If you are planning a pregnancy or are already pregnant, recent research indicates that it's in your baby's best interest to keep your blood sugar levels below 95 mg/dl, especially in the second and third trimesters of your pregnancy.
Researchers at the Institute of Obstetrics and Gynecology at the University of Florence, in Florence, Italy, studied 98 women with type 1 diabetes from the 12th week of pregnancy to the time they gave birth. They found that mothers whose blood sugar was regularly greater than 95 mg/dl in the second and third trimesters of pregnancy had an increased risk of bearing babies with macrosomia, a condition in which a baby is considered large.

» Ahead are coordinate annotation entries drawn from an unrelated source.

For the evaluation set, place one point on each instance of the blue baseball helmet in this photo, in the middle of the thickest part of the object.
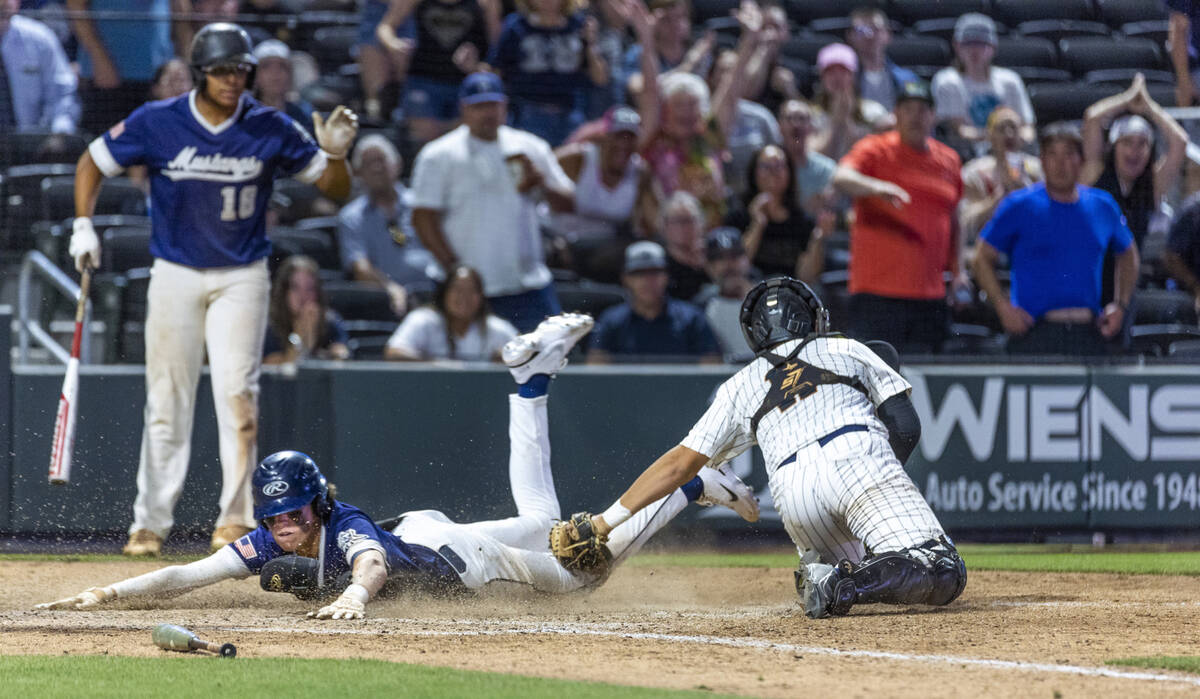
(288, 481)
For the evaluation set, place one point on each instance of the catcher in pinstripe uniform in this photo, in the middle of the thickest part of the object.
(835, 425)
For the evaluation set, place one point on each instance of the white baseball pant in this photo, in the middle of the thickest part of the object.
(517, 549)
(850, 494)
(222, 310)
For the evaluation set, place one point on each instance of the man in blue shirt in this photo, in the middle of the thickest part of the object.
(652, 326)
(339, 549)
(41, 94)
(1055, 234)
(213, 155)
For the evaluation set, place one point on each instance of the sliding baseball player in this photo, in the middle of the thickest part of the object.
(311, 544)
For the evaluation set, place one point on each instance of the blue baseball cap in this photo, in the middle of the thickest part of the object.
(481, 87)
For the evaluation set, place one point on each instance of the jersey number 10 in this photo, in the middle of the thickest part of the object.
(238, 204)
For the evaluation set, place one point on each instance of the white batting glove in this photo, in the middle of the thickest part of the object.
(351, 604)
(84, 244)
(85, 599)
(336, 133)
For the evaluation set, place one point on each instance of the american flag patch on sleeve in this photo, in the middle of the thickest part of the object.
(245, 548)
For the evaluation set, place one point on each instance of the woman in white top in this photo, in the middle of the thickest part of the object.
(457, 326)
(970, 90)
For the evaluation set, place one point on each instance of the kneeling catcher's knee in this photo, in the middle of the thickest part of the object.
(298, 575)
(931, 573)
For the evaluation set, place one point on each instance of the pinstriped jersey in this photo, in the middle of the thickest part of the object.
(802, 408)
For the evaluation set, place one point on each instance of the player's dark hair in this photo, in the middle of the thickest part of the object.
(279, 314)
(439, 303)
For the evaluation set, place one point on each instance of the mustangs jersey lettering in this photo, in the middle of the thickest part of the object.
(829, 383)
(348, 533)
(209, 185)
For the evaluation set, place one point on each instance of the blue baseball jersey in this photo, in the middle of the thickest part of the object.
(348, 532)
(540, 64)
(209, 185)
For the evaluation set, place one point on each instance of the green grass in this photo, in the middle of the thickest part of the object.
(179, 676)
(1182, 663)
(1026, 557)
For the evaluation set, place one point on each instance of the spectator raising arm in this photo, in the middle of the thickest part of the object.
(1134, 100)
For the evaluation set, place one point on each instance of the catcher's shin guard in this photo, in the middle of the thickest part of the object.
(931, 573)
(298, 575)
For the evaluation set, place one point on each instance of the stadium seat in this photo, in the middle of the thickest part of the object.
(118, 196)
(588, 297)
(316, 244)
(1081, 54)
(1025, 51)
(807, 46)
(1120, 12)
(1163, 306)
(1066, 101)
(1155, 340)
(359, 302)
(28, 148)
(1013, 12)
(838, 25)
(913, 11)
(804, 11)
(919, 51)
(1031, 75)
(1152, 29)
(125, 249)
(1125, 76)
(21, 196)
(1185, 350)
(331, 46)
(1059, 29)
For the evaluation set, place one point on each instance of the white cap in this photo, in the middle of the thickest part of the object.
(1131, 125)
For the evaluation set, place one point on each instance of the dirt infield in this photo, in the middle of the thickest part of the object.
(730, 629)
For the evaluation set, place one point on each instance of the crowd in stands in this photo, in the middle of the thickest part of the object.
(649, 160)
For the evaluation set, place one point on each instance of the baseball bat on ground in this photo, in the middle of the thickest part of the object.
(177, 638)
(64, 422)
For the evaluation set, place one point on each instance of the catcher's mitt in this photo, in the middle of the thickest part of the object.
(579, 548)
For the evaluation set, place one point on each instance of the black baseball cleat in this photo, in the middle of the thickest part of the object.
(825, 590)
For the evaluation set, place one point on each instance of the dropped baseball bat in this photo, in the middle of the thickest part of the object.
(64, 422)
(177, 638)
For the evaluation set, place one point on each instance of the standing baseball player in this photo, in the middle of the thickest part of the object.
(339, 549)
(213, 156)
(835, 424)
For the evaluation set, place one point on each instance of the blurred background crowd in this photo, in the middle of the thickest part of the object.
(928, 166)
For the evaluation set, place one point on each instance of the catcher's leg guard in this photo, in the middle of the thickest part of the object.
(931, 573)
(298, 575)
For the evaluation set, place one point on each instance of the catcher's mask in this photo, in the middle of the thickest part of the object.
(781, 309)
(221, 43)
(286, 482)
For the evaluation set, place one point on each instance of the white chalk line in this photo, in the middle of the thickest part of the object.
(738, 643)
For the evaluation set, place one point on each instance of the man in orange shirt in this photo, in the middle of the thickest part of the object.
(905, 234)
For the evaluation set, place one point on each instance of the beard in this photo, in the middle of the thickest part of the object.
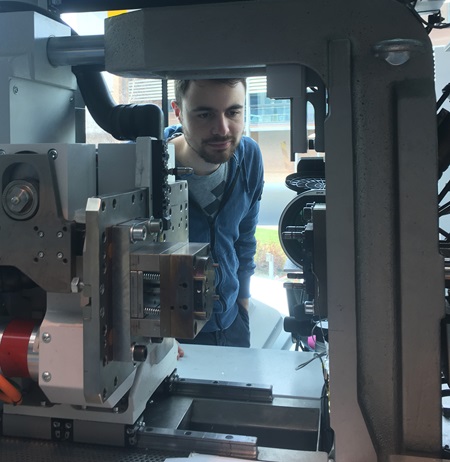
(212, 155)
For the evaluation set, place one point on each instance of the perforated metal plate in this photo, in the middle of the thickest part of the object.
(22, 450)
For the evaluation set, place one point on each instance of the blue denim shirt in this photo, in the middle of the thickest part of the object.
(232, 232)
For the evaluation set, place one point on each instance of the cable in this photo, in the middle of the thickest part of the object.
(435, 20)
(9, 393)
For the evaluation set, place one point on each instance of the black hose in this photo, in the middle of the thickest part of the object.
(122, 121)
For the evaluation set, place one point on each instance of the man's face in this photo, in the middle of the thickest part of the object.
(212, 115)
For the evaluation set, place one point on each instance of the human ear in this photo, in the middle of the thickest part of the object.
(176, 109)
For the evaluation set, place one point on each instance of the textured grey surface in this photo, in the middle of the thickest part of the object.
(19, 450)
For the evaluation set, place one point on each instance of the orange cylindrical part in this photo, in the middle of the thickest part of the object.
(14, 348)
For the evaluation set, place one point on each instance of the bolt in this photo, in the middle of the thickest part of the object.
(398, 51)
(19, 198)
(138, 233)
(76, 285)
(53, 153)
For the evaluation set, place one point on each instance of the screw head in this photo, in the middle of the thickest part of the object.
(53, 153)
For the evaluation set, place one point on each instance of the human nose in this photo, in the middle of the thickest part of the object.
(221, 126)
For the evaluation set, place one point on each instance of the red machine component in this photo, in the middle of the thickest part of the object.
(15, 340)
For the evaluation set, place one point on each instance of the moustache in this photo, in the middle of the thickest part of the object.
(219, 139)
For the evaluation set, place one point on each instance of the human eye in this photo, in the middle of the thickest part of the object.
(234, 113)
(204, 115)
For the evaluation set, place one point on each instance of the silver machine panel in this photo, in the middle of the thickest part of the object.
(91, 255)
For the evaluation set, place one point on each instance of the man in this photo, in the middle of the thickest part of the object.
(224, 194)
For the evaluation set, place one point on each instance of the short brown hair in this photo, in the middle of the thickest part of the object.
(181, 86)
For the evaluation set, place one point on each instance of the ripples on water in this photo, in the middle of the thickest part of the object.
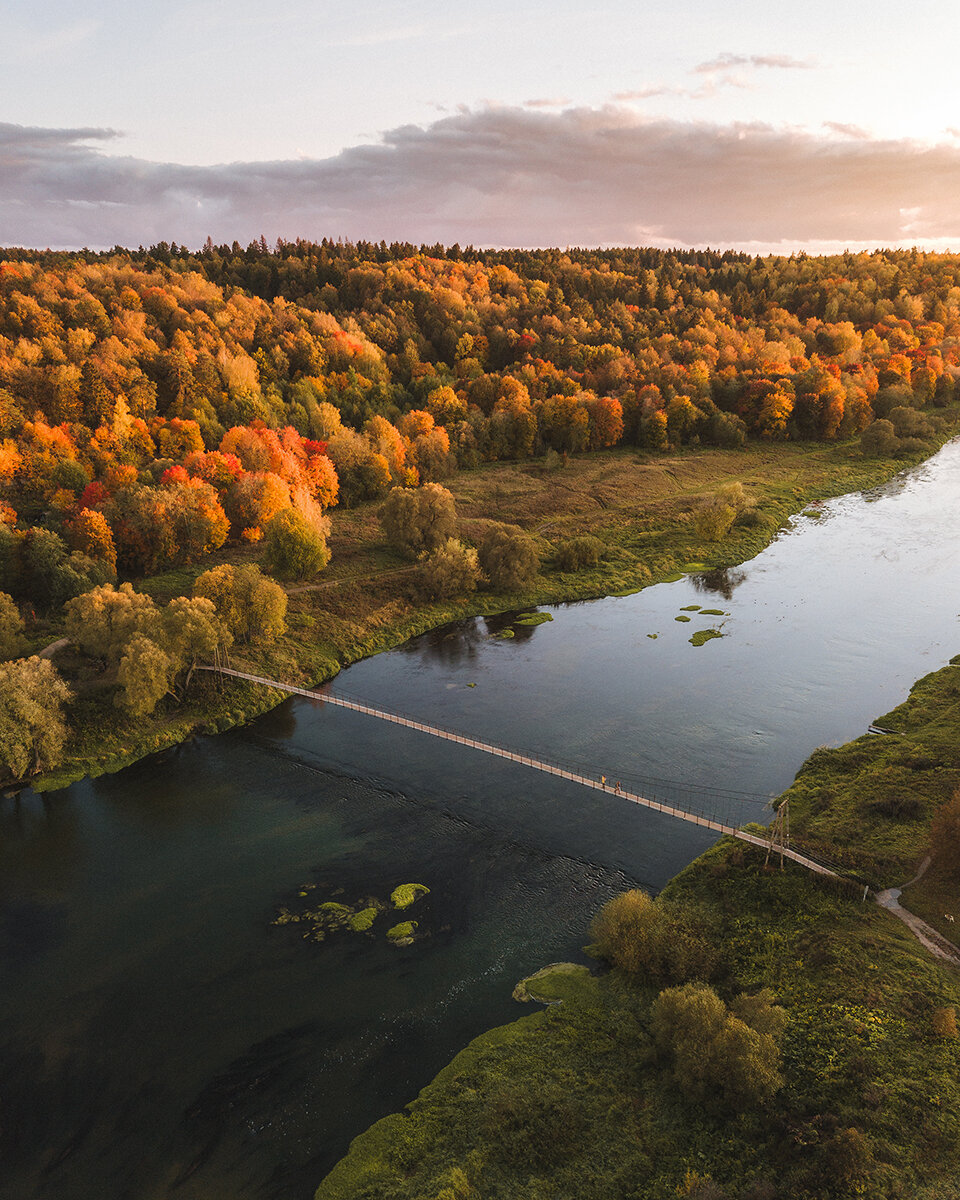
(160, 1037)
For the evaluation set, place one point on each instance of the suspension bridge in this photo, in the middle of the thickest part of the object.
(775, 841)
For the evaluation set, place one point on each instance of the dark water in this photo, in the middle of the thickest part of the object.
(160, 1037)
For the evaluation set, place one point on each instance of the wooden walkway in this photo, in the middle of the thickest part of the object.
(527, 761)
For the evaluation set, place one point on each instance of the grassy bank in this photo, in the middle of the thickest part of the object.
(573, 1102)
(639, 505)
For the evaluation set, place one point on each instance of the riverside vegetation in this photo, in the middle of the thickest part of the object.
(760, 1033)
(601, 420)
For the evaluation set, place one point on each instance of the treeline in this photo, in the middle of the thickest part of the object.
(155, 403)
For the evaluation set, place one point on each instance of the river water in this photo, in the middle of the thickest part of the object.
(160, 1036)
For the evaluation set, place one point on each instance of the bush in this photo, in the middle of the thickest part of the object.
(713, 1053)
(637, 934)
(509, 558)
(294, 549)
(879, 439)
(419, 519)
(450, 570)
(579, 552)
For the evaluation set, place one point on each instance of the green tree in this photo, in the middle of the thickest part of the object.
(418, 519)
(712, 1053)
(103, 621)
(33, 730)
(144, 675)
(294, 549)
(509, 558)
(450, 570)
(11, 628)
(192, 630)
(252, 609)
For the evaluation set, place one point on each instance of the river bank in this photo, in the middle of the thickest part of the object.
(637, 505)
(869, 1060)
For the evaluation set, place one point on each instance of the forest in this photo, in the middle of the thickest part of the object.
(159, 406)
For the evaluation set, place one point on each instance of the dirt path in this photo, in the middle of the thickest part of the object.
(49, 651)
(925, 935)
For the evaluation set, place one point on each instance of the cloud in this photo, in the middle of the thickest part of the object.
(778, 61)
(846, 131)
(498, 177)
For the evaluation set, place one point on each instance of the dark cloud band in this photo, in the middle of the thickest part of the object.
(498, 177)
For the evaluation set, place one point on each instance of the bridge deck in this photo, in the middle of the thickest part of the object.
(527, 761)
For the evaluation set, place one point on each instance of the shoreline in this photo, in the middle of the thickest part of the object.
(803, 475)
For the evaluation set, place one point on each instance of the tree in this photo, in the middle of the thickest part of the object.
(508, 558)
(192, 630)
(665, 941)
(103, 621)
(450, 570)
(945, 837)
(144, 675)
(251, 607)
(33, 730)
(294, 549)
(713, 1054)
(11, 628)
(90, 534)
(418, 519)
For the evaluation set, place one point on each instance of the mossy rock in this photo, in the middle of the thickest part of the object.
(556, 983)
(705, 635)
(360, 922)
(406, 894)
(402, 934)
(534, 618)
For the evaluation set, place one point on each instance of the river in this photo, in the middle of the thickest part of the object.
(160, 1036)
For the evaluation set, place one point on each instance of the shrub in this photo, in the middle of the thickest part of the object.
(714, 1054)
(943, 1023)
(665, 941)
(508, 558)
(294, 549)
(418, 519)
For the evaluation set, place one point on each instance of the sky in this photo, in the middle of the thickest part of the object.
(829, 126)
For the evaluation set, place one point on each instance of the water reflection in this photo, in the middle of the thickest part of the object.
(724, 581)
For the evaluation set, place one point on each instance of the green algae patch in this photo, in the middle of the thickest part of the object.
(534, 618)
(705, 635)
(556, 983)
(406, 894)
(402, 934)
(360, 922)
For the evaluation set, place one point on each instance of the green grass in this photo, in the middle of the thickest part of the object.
(870, 1099)
(367, 599)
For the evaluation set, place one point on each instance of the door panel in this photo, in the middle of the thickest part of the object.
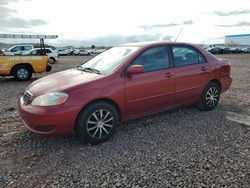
(192, 73)
(149, 91)
(190, 82)
(154, 89)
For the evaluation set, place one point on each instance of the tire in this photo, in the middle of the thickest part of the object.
(210, 97)
(97, 123)
(22, 72)
(52, 60)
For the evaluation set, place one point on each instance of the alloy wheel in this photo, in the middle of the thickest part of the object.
(212, 96)
(22, 73)
(100, 123)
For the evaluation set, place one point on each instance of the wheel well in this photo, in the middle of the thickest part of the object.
(217, 82)
(21, 64)
(113, 103)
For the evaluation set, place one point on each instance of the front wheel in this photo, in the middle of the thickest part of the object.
(210, 97)
(22, 73)
(52, 60)
(97, 123)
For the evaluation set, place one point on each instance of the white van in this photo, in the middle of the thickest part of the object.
(18, 49)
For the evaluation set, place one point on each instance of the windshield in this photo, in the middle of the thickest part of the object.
(108, 61)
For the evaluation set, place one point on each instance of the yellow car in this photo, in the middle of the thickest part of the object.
(22, 67)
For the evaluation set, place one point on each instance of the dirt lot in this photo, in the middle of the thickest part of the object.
(183, 147)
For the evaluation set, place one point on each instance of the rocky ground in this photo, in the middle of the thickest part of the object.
(178, 148)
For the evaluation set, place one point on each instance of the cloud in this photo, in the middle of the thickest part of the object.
(5, 2)
(113, 40)
(159, 26)
(232, 13)
(239, 24)
(8, 21)
(13, 22)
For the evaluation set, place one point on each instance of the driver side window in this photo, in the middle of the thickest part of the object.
(153, 59)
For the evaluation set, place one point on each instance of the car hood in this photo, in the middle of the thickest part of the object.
(62, 81)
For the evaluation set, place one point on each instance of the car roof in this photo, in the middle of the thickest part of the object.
(39, 49)
(153, 43)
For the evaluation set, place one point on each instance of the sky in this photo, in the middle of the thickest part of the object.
(113, 22)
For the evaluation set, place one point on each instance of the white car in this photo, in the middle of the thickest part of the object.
(18, 49)
(84, 52)
(53, 55)
(63, 52)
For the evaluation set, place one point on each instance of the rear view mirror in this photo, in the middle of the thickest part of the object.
(135, 69)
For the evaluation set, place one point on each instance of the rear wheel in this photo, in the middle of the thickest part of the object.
(210, 97)
(97, 123)
(22, 72)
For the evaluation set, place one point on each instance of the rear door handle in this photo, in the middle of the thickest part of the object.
(168, 75)
(203, 68)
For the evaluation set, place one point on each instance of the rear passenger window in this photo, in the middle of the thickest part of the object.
(186, 56)
(153, 59)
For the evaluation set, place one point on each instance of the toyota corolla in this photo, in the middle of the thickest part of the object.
(124, 82)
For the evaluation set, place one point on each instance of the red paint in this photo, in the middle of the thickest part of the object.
(134, 94)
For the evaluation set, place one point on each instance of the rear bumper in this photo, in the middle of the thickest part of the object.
(48, 68)
(226, 83)
(50, 121)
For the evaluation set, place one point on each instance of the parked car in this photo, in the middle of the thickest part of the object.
(246, 50)
(18, 49)
(226, 50)
(124, 82)
(22, 67)
(63, 52)
(215, 50)
(237, 51)
(76, 51)
(53, 55)
(84, 52)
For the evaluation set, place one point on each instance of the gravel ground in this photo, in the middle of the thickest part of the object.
(178, 148)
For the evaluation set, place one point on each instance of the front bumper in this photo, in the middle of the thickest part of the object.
(51, 121)
(48, 68)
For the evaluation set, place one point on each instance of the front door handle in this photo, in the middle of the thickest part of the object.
(168, 75)
(203, 68)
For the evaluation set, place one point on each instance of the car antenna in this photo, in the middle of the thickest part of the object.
(178, 34)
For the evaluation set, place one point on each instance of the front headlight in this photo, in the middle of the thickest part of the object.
(50, 99)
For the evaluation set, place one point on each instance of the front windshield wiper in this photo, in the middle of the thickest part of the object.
(89, 69)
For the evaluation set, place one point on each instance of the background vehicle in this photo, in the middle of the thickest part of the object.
(18, 49)
(22, 67)
(53, 55)
(124, 82)
(63, 52)
(84, 52)
(246, 50)
(215, 50)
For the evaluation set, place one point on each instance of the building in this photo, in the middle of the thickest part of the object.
(238, 40)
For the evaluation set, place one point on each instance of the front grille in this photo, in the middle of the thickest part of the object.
(27, 97)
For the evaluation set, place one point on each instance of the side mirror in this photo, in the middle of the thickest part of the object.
(135, 69)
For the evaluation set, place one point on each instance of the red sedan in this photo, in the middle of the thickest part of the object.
(123, 82)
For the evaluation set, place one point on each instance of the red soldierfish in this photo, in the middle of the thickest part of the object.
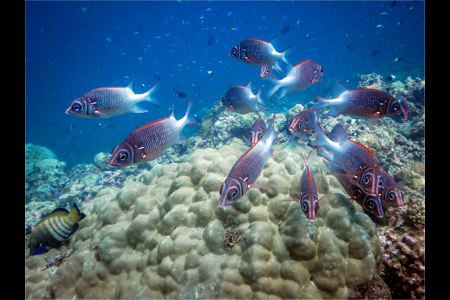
(308, 195)
(368, 104)
(106, 102)
(303, 124)
(299, 77)
(258, 53)
(390, 191)
(246, 170)
(241, 99)
(370, 203)
(357, 161)
(265, 71)
(150, 141)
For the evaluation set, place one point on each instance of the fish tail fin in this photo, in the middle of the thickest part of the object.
(272, 79)
(283, 55)
(259, 99)
(146, 96)
(187, 119)
(322, 139)
(75, 215)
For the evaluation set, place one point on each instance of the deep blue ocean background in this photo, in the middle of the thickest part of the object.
(73, 47)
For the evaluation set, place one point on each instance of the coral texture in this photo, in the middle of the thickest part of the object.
(164, 237)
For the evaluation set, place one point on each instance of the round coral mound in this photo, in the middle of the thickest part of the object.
(167, 237)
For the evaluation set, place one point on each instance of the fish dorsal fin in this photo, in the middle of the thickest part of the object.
(306, 162)
(249, 86)
(302, 62)
(58, 212)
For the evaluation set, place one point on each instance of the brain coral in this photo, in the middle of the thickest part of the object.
(164, 237)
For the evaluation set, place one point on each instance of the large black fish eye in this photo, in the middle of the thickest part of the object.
(76, 107)
(391, 196)
(123, 156)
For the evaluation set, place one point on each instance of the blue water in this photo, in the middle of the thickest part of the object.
(73, 47)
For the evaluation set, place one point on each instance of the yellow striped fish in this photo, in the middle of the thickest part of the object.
(54, 228)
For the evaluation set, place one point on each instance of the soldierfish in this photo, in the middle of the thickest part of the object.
(246, 170)
(54, 228)
(106, 102)
(299, 77)
(369, 202)
(303, 124)
(258, 53)
(390, 191)
(241, 99)
(368, 104)
(355, 159)
(150, 141)
(258, 129)
(265, 71)
(309, 200)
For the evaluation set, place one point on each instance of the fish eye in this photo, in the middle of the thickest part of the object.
(391, 196)
(123, 156)
(76, 107)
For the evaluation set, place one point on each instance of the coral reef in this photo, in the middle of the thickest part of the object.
(164, 237)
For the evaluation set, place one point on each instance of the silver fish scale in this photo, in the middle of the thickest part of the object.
(364, 103)
(110, 101)
(251, 164)
(259, 52)
(156, 136)
(356, 156)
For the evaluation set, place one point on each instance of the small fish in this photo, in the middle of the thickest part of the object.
(285, 29)
(258, 53)
(390, 191)
(246, 170)
(303, 124)
(299, 77)
(369, 202)
(151, 140)
(107, 102)
(308, 195)
(357, 161)
(390, 77)
(370, 104)
(349, 47)
(54, 228)
(258, 129)
(265, 71)
(241, 99)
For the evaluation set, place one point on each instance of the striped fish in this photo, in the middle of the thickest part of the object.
(299, 77)
(309, 199)
(54, 228)
(246, 170)
(106, 102)
(354, 158)
(150, 141)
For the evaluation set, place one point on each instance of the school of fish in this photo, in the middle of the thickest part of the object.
(354, 165)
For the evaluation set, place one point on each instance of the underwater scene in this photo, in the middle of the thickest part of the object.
(224, 149)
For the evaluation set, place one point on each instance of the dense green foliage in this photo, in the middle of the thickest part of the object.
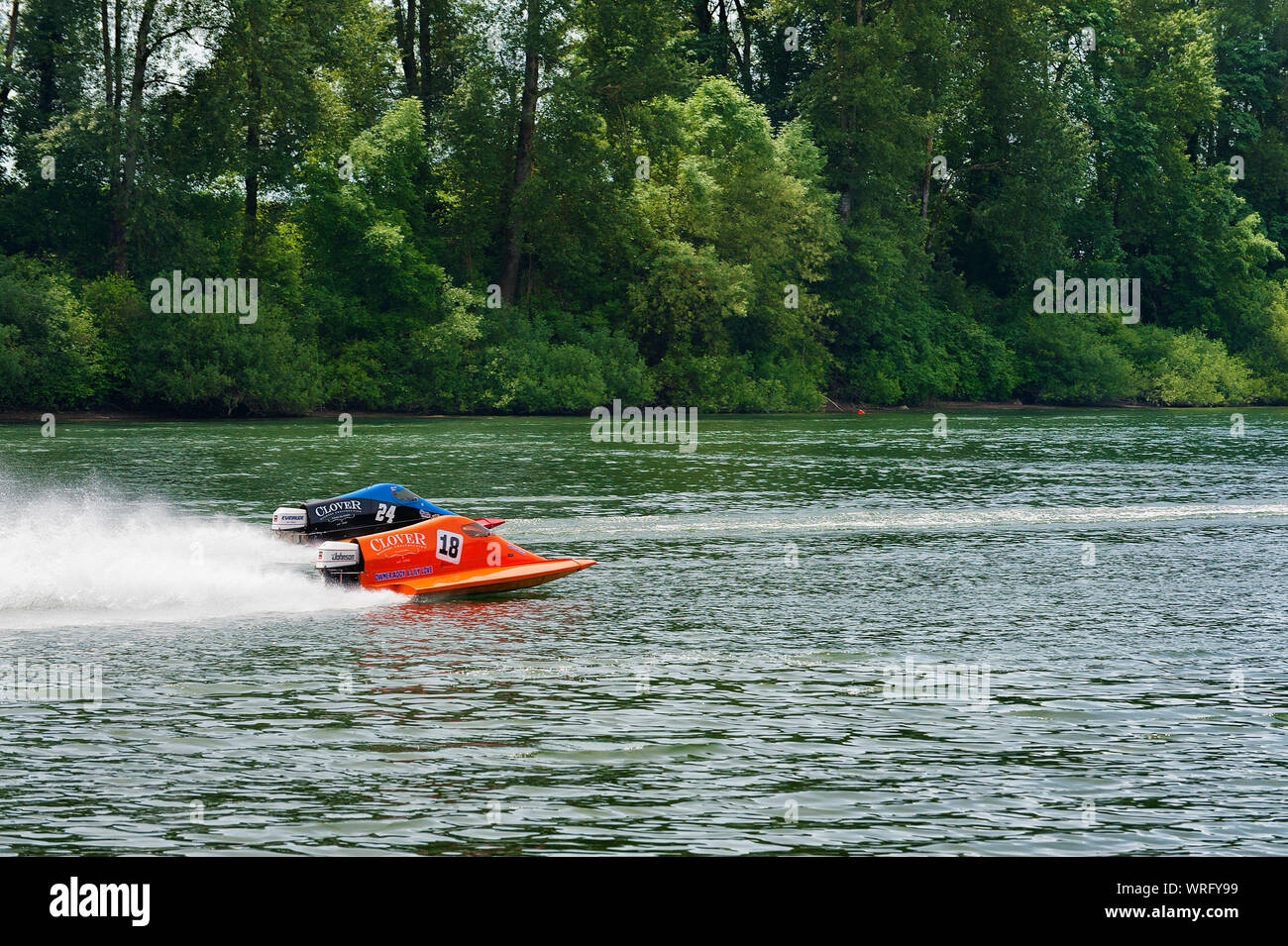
(542, 205)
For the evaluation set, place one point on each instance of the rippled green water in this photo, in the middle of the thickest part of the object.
(720, 683)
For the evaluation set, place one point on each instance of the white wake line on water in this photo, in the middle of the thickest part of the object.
(892, 520)
(90, 556)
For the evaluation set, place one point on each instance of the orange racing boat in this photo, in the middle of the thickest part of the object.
(446, 555)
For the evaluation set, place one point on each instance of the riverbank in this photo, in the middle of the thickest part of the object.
(829, 408)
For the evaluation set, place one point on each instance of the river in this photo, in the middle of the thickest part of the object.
(1031, 632)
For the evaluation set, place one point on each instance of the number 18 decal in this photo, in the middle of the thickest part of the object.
(449, 547)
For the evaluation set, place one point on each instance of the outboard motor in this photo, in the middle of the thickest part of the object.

Macrosomia can make giving birth difficult for you and raise the risk of injury to both you and your baby during labor. The condition most likely develops when blood sugar passes through the placenta and gives the developing baby high blood sugar levels in the womb. In turn, the baby's pancreas produces extra insulin, which makes the baby extra big. (The mother's insulin does not cross the placenta.) The extra insulin can put your baby at risk for low blood sugar at birth. Infants with high amounts of insulin at birth are at risk for being overweight as children and adults; thus they are at risk for type 2 diabetes later in life.
In the Italian study, researchers separated study participants into three groups. The mothers in the first group kept their blood sugar levels at or below 95 mg/dl during the second and third trimesters of pregnancy. The second group had average daily blood sugar values of more than 95 mg/dl during the second trimester, but equal to or less than 95 mg/dl during the third trimester. In the third group, mothers had average daily blood sugar levels of more than 95 mg/dl during both the second and third trimesters of pregnancy.